Monday, 16 May 2011

Spectral Press #2: The Abolisher of Roses, by Gary Fry – reviewed by Stephen Theaker

Like so many of us, Peter encourages his wife’s hobbies only up to the point that they begin to encroach upon his own free time. As a hard-working self-made carpet mogul with a frisky mistress down in Sheffield, he has much better things to do than accompany Patricia to the opening of a new project, a woodland art trail. But his copy of the route map takes him to an exhibit created uniquely for his edification. He’s been scornful of art, denied its power to change a man.

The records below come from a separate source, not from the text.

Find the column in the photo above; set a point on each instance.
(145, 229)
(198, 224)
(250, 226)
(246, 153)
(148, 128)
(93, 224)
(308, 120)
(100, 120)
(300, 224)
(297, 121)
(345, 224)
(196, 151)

He’s about to learn how wrong he was.

This second chapbook from Spectral Press lives up to the standard set by the first, What They Hear in the Dark by Gary McMahon. Its flaw is that the characters don’t talk like real people; as in Gary Fry’s first novel, The House of Canted Steps, the protagonist talks and thinks rather more like a psychologist than the regular fellow he’s intended to be, and for such a douchebag lets his wife talk at him for an awfully long time without interrupting her.

But the dialogue drops away once the story leads us into the woods, and the story is much better for it. Here the story powerfully dramatises the imperfection of our self-knowledge and our understanding of our partners; the way our ideas about ourselves can sometimes drift untethered; how it takes just a single word, a single look, to remind us how little we really know of those we love – or profess to love; and how much people can change while apparently staying the same.